Sekitar 80 % rakyat miskin berada di wilayah perdesaan, padahal wilayah
perdesaan merupakan kekuatan nyata ekonomi negara.
Ada beberapa permasalahan pokok penyebab kemiskinan di
perdesaan diantaranya pertama, ketimpangan penguasaan dan
pengelolaan sumber agraria termasuk rendahnya aset dan akses rakyat (petani dan
buruh tani) terhadap lahan tani sebagai sumber kehidupan. Dari sisi aset,
rata-rata penguasan lahan tanah di Jawa Barat hanya 0,2-03 ha/kk. Bahkan
sebagian besar petani yang berada di sekitar kawasan kehutanan dan perkebunan
belum bisa mengelola dengan jaminan perlindungan yang kuat dari negara. Dari
sisi akses, petani belum memiliki akses memadai atas modal, teknologi, sarana
dan infrastruktur yang mendukung pertanian baik di kawasan maupun luar kawasan
negara.
Dominasi penguasaan dan pengelolaan lahan di kawasan
kehutanan dan perkebunan yang dikelola perusahaan negara seperti PTPN VIII,
Perum Perhutani, Perusahaan Swasta lainnya telah ikut andil menghilangkan akses
rakyat tani terhadap lahan. Di Jawa Barat, di luar kawasan hutan konservasi dan
lindung, ada sekitar 684.423 Ha kawasan hutan dikuasai Perum Perhutani.
Sekitar217.380,58 hektar kawasan perkebunan di 197 lokasi Perkebunan dikuasai
oleh 137 Badan Usaha Perkebunan diantaranya Perkebunan Besar Negara (PTPN
VIII); Perkebunan Swasta Nasional (129 perusahaan); Perkebunan Swasta Asing (4
perusahaan); Perkebunan Besar BUMD dan Perkebunan Koperasi (2 koperasi).

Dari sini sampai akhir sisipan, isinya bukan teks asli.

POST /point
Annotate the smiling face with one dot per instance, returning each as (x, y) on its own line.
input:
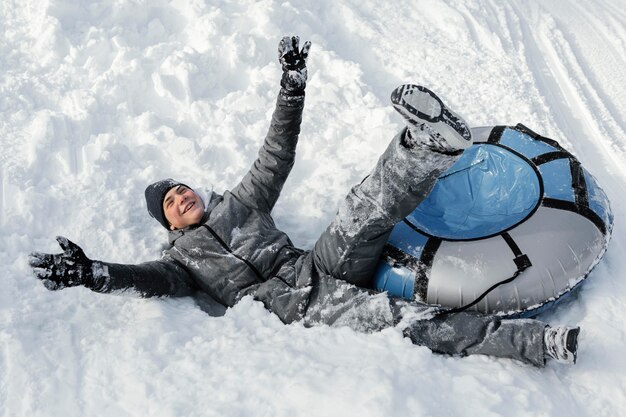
(182, 207)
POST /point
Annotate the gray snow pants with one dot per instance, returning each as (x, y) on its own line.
(346, 255)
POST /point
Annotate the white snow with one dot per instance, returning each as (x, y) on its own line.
(98, 98)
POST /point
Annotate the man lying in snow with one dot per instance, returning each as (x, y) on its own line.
(228, 246)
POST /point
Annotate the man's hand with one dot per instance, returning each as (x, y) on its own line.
(67, 269)
(293, 60)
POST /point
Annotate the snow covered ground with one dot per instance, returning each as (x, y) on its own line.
(98, 98)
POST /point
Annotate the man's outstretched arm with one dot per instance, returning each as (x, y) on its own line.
(72, 268)
(261, 186)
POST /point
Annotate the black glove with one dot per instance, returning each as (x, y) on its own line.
(67, 269)
(293, 61)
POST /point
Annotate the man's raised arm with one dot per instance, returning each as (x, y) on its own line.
(261, 186)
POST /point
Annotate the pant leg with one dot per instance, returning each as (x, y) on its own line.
(337, 303)
(350, 247)
(470, 333)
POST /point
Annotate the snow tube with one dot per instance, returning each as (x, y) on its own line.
(510, 229)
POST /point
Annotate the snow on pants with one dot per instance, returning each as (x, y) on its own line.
(346, 255)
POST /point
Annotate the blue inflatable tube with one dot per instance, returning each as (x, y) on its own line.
(514, 226)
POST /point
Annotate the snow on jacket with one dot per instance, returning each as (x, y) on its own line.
(236, 250)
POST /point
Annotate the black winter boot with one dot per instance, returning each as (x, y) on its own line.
(430, 122)
(561, 343)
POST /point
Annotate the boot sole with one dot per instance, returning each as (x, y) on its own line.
(419, 105)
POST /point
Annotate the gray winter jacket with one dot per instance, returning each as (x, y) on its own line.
(236, 250)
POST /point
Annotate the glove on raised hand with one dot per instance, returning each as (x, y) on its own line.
(293, 60)
(67, 269)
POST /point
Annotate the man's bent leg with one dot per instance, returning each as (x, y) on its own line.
(350, 247)
(336, 303)
(469, 333)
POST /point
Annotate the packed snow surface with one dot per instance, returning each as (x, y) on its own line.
(100, 98)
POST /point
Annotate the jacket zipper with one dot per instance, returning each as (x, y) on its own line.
(259, 276)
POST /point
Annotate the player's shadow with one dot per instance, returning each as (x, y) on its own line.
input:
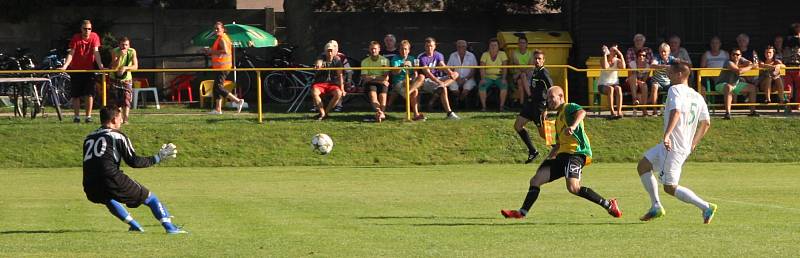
(54, 231)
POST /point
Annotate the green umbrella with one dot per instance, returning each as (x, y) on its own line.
(241, 35)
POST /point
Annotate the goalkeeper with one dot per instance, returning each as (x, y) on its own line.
(105, 183)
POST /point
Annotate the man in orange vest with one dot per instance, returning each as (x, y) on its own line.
(221, 58)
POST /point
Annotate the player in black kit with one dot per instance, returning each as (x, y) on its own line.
(105, 183)
(535, 104)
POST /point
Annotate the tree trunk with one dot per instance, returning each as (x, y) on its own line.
(300, 27)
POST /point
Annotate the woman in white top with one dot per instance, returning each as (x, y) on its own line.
(714, 57)
(608, 83)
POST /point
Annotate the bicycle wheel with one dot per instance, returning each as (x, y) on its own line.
(280, 88)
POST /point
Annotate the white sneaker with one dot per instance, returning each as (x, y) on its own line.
(239, 107)
(452, 116)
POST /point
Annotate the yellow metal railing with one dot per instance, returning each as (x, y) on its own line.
(591, 74)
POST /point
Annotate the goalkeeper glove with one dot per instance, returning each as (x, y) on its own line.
(167, 151)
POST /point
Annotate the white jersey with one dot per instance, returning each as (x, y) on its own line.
(692, 108)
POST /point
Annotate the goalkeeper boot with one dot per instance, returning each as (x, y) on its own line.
(654, 212)
(512, 214)
(532, 156)
(708, 214)
(613, 208)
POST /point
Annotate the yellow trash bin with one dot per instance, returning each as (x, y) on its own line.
(555, 44)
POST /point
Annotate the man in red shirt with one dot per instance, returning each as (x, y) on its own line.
(84, 53)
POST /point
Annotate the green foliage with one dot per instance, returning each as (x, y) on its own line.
(421, 211)
(284, 139)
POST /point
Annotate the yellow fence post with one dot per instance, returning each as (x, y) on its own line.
(258, 85)
(104, 89)
(408, 101)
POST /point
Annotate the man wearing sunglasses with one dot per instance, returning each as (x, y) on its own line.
(83, 54)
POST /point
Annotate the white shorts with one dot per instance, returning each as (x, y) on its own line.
(667, 164)
(430, 86)
(468, 85)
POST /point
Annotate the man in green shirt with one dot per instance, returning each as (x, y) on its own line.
(377, 81)
(569, 155)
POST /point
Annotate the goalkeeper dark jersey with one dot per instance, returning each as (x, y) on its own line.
(540, 82)
(103, 150)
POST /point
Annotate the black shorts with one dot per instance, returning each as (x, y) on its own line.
(132, 194)
(533, 110)
(377, 87)
(219, 85)
(569, 165)
(82, 84)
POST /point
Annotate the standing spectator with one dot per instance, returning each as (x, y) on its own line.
(327, 82)
(679, 52)
(123, 60)
(638, 80)
(437, 79)
(715, 57)
(83, 54)
(535, 106)
(777, 42)
(221, 58)
(730, 83)
(404, 59)
(390, 49)
(522, 76)
(638, 44)
(608, 83)
(465, 81)
(769, 78)
(660, 80)
(376, 80)
(792, 59)
(493, 76)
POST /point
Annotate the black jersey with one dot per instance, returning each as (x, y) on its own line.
(540, 82)
(103, 150)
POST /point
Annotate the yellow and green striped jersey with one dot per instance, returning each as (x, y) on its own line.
(577, 143)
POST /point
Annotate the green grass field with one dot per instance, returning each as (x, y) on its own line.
(438, 211)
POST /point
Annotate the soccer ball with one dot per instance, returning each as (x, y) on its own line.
(321, 143)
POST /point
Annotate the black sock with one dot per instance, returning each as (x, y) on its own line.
(530, 198)
(588, 194)
(526, 138)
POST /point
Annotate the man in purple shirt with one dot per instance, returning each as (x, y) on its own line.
(437, 79)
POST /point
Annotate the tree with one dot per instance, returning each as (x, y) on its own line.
(300, 27)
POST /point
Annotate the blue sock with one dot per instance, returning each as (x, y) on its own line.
(159, 211)
(121, 213)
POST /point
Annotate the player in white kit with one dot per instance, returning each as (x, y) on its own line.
(684, 110)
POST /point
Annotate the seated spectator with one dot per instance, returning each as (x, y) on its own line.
(638, 80)
(608, 83)
(522, 76)
(437, 76)
(730, 83)
(715, 57)
(327, 82)
(390, 49)
(465, 81)
(769, 78)
(792, 59)
(493, 77)
(638, 44)
(679, 52)
(376, 80)
(660, 80)
(743, 43)
(403, 59)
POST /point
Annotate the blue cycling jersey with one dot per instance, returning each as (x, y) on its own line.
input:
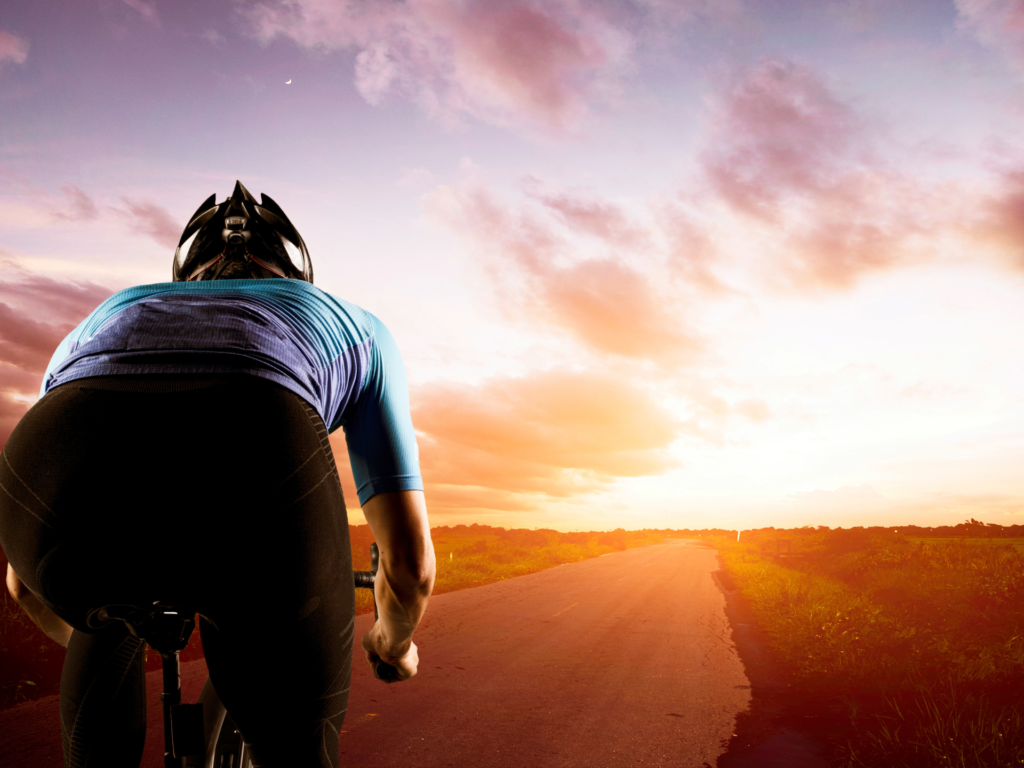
(335, 355)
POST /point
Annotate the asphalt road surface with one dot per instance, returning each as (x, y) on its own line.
(625, 659)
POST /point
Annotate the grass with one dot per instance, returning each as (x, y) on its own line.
(475, 555)
(467, 556)
(922, 641)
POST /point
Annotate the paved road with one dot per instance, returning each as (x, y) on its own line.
(625, 659)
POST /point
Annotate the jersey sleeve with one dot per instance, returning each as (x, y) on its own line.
(379, 430)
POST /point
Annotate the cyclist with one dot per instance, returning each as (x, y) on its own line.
(179, 453)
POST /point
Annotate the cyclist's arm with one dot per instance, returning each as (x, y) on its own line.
(54, 627)
(404, 576)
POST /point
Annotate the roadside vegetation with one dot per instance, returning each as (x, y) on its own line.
(467, 556)
(474, 555)
(920, 639)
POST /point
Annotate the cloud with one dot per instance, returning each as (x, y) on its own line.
(148, 10)
(597, 218)
(12, 48)
(607, 304)
(797, 162)
(415, 177)
(780, 130)
(1000, 219)
(154, 221)
(77, 206)
(36, 312)
(512, 62)
(557, 432)
(998, 24)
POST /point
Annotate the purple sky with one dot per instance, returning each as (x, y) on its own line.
(650, 263)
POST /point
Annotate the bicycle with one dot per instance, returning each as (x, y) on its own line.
(203, 734)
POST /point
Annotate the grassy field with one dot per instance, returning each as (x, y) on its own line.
(467, 556)
(474, 555)
(1017, 544)
(922, 642)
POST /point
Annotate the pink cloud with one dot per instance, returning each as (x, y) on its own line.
(595, 217)
(996, 23)
(77, 206)
(36, 312)
(1001, 218)
(12, 48)
(154, 221)
(148, 10)
(796, 159)
(519, 61)
(605, 303)
(778, 130)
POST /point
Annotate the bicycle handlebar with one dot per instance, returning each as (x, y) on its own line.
(365, 580)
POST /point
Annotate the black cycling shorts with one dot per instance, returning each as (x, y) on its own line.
(219, 495)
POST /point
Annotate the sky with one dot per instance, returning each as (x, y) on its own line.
(650, 263)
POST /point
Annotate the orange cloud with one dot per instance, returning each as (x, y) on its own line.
(557, 433)
(607, 304)
(507, 442)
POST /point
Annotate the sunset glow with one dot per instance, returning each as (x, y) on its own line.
(649, 263)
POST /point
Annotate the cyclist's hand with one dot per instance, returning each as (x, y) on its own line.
(404, 660)
(54, 627)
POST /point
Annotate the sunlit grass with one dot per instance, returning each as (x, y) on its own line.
(475, 555)
(923, 640)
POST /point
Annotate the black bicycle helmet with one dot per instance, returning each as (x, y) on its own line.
(241, 238)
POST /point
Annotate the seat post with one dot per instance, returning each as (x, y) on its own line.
(171, 696)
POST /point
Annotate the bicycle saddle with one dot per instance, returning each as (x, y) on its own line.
(165, 628)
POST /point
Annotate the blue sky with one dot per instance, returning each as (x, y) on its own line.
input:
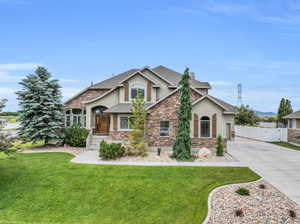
(255, 43)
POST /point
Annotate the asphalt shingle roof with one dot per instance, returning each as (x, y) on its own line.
(122, 108)
(171, 76)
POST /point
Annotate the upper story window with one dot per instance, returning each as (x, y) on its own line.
(205, 127)
(134, 90)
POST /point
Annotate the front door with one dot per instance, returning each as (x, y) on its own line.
(102, 124)
(228, 131)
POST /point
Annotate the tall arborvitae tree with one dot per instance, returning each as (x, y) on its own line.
(285, 108)
(183, 142)
(41, 113)
(138, 126)
(6, 141)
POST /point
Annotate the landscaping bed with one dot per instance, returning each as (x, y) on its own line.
(265, 204)
(67, 149)
(165, 157)
(48, 188)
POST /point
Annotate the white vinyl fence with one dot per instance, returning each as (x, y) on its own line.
(263, 134)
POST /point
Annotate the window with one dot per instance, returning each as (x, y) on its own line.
(205, 127)
(75, 116)
(126, 122)
(134, 90)
(164, 128)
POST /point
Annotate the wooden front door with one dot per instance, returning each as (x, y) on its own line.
(102, 124)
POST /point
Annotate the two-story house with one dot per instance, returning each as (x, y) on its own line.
(104, 108)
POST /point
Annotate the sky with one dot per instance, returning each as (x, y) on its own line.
(255, 43)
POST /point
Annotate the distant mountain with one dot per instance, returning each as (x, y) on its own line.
(260, 113)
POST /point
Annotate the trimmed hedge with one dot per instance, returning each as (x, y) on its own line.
(76, 136)
(111, 151)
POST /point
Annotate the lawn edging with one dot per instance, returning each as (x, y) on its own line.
(217, 189)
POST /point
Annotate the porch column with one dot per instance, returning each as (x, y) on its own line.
(88, 117)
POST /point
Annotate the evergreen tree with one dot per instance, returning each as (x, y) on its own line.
(281, 110)
(285, 108)
(183, 142)
(245, 116)
(6, 141)
(138, 123)
(41, 114)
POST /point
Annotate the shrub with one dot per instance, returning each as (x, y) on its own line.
(220, 146)
(111, 151)
(243, 191)
(76, 136)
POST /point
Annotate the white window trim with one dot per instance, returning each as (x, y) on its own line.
(138, 84)
(169, 129)
(119, 123)
(210, 126)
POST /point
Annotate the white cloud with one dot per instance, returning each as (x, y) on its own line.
(220, 83)
(18, 66)
(224, 8)
(283, 20)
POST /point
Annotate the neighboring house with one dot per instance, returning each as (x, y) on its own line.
(104, 108)
(293, 120)
(294, 127)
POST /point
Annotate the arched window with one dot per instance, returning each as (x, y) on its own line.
(99, 110)
(134, 90)
(205, 127)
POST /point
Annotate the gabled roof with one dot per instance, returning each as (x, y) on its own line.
(228, 109)
(122, 108)
(165, 73)
(295, 115)
(175, 77)
(113, 81)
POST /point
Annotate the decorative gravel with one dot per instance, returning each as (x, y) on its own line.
(68, 149)
(165, 157)
(267, 205)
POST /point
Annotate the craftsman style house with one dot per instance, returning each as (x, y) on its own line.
(104, 108)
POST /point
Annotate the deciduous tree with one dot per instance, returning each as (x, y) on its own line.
(183, 142)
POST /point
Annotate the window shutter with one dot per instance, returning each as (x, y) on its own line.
(196, 126)
(115, 122)
(126, 92)
(214, 126)
(149, 91)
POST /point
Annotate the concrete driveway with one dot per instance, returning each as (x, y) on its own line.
(279, 166)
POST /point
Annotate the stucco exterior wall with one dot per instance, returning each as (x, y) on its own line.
(107, 101)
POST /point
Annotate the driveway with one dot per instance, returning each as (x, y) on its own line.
(279, 166)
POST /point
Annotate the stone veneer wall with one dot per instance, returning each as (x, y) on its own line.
(118, 135)
(294, 136)
(167, 110)
(77, 102)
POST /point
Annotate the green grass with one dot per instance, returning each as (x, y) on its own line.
(48, 188)
(287, 145)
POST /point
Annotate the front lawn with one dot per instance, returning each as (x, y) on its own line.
(48, 188)
(287, 145)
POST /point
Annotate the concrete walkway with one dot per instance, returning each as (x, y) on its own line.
(278, 165)
(91, 157)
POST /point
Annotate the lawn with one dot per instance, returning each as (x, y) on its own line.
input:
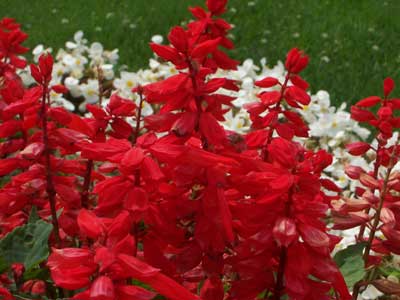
(353, 45)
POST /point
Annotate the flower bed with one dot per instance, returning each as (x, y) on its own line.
(197, 178)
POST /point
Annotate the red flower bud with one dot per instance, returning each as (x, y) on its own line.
(388, 86)
(358, 148)
(284, 231)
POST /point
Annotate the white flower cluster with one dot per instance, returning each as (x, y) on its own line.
(78, 65)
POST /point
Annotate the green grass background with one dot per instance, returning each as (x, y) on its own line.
(361, 38)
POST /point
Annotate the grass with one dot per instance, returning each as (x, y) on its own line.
(353, 45)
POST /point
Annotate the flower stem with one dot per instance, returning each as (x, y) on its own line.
(376, 220)
(51, 193)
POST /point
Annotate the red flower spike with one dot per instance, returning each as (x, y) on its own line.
(216, 7)
(388, 86)
(89, 224)
(368, 102)
(102, 289)
(284, 231)
(267, 82)
(358, 148)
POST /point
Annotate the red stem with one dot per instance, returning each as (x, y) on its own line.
(50, 186)
(272, 129)
(137, 171)
(86, 184)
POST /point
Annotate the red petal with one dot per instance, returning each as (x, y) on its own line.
(284, 231)
(102, 289)
(267, 82)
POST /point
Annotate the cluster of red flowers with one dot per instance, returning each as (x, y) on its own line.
(375, 206)
(173, 204)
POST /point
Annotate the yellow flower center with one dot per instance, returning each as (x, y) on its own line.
(130, 84)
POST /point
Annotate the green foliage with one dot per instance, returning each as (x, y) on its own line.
(351, 263)
(27, 244)
(360, 38)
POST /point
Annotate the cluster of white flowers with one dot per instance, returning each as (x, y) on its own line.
(78, 65)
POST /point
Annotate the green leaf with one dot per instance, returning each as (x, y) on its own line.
(33, 216)
(27, 244)
(351, 263)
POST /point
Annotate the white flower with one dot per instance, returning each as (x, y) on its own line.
(111, 56)
(75, 61)
(108, 71)
(157, 39)
(238, 122)
(59, 100)
(370, 292)
(96, 51)
(72, 84)
(38, 51)
(90, 91)
(126, 83)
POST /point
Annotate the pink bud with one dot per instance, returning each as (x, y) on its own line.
(284, 231)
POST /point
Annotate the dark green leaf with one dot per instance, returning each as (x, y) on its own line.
(351, 263)
(27, 244)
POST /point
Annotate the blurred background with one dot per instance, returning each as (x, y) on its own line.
(353, 44)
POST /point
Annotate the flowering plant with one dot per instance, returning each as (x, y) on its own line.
(129, 203)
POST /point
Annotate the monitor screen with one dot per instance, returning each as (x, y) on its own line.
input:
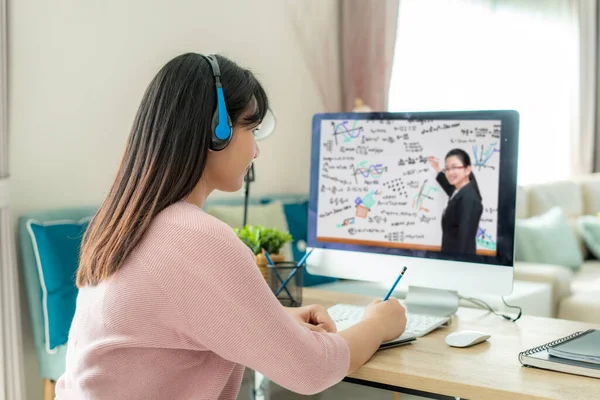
(435, 185)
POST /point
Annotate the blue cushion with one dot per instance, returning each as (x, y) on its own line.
(56, 246)
(296, 215)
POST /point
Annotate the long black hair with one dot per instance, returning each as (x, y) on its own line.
(165, 155)
(463, 156)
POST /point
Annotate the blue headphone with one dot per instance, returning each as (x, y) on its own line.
(221, 123)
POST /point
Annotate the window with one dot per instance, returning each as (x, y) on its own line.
(469, 55)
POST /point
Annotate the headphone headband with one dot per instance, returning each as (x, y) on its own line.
(221, 123)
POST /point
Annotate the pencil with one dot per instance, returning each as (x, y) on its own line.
(387, 296)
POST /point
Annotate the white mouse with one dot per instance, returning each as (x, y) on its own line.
(466, 338)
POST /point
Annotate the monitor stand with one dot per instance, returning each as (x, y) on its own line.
(429, 301)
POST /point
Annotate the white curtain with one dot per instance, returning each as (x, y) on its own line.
(11, 349)
(585, 110)
(495, 54)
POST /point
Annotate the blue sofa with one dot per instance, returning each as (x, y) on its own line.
(49, 271)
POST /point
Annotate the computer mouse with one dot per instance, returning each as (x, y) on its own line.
(466, 338)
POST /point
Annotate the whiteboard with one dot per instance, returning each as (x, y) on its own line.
(377, 187)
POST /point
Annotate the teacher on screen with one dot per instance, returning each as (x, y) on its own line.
(460, 219)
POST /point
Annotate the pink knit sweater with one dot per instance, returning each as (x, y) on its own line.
(184, 316)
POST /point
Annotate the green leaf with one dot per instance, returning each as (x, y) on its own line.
(259, 237)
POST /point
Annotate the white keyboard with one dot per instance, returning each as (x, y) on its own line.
(417, 325)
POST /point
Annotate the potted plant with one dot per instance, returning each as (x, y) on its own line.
(258, 237)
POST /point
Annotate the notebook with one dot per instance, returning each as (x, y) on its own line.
(586, 348)
(578, 346)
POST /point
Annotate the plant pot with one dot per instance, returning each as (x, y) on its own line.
(261, 262)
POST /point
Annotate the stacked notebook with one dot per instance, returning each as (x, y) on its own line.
(577, 354)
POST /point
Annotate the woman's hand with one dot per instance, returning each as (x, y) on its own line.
(435, 163)
(314, 317)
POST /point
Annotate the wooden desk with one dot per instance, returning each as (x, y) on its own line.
(490, 370)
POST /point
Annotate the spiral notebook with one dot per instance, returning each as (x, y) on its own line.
(587, 344)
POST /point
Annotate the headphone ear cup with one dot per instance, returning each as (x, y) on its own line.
(216, 143)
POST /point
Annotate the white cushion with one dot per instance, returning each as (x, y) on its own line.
(564, 194)
(522, 210)
(587, 279)
(557, 276)
(582, 306)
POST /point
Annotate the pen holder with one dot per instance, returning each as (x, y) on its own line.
(285, 280)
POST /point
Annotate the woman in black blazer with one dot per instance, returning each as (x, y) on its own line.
(460, 219)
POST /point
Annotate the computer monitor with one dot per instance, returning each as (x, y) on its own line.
(377, 202)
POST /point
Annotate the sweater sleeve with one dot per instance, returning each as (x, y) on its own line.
(227, 307)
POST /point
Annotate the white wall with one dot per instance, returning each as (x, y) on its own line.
(78, 70)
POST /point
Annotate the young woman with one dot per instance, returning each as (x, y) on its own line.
(460, 219)
(171, 304)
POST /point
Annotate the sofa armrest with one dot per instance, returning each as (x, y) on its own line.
(557, 276)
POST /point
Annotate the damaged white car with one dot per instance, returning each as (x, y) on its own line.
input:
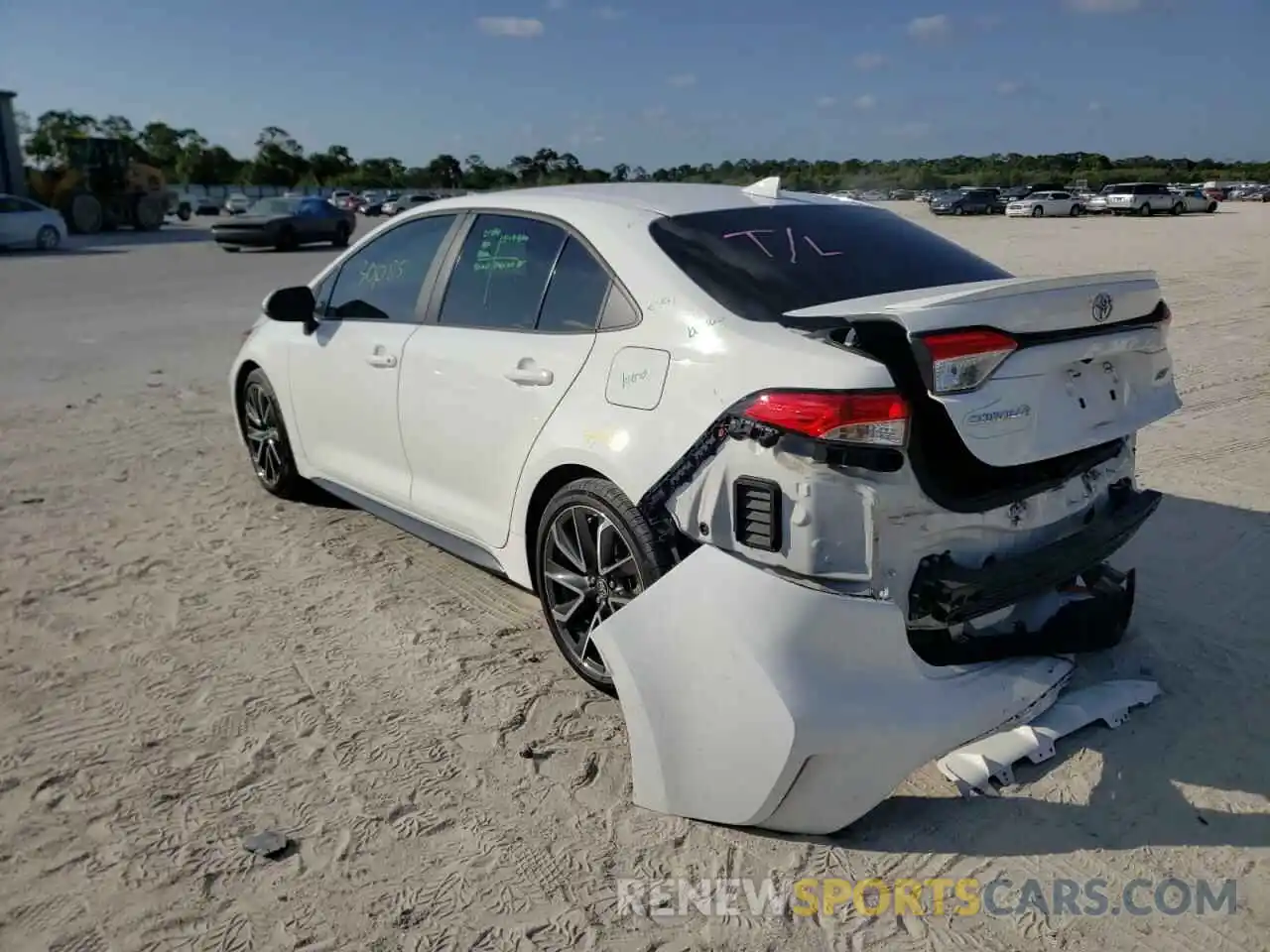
(852, 488)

Padahal, sekitar puluhan ribu hektar lahan tanah di kawasan kehutanan dan
perkebunan banyak yang ditelantarkan dan dibiarkan. Sementara, para petani yang
berjuang untuk mendapatkan lahan garapan kemudian disengketakan dan
dikriminalinasi bahkan berujung tahanan penjara dan kematian.
Kedua, konversi
lahan pertanian pun semakin meluas di kawasan pertanian, kehutanan dan perkebunan
oleh aktivitas pembangunan seperti pertambangan, pembuatan jalan tol, bandara,
waduk, pabrik-industri dan infrastruktur fisik lainnya. Kegiatan pembangunan
fisik dan pertambangan dipastikan akan berdampak pada hilangnya akses rakyat
tani pada lahan taninya. Ketiga, permasalahan kualitas lahan
pertanian yang semakin rusak oleh pencemaran limbah industri dan hilangnya
produktifitas lahan akibat bencana kekeringan di musim kemarau dan banjir di
musim penghujan. Di tahun 2012 saja, sekitar 98.000 Ha lahan pertanian padi
terancam gagal panen. Keempat, rendahnya jaminan
perlindungan dan keamanan sosial bagi para petani dan buruh tani serta
rendahnya jaminan perlindungan ekologis bagi lahan pertanian produktif.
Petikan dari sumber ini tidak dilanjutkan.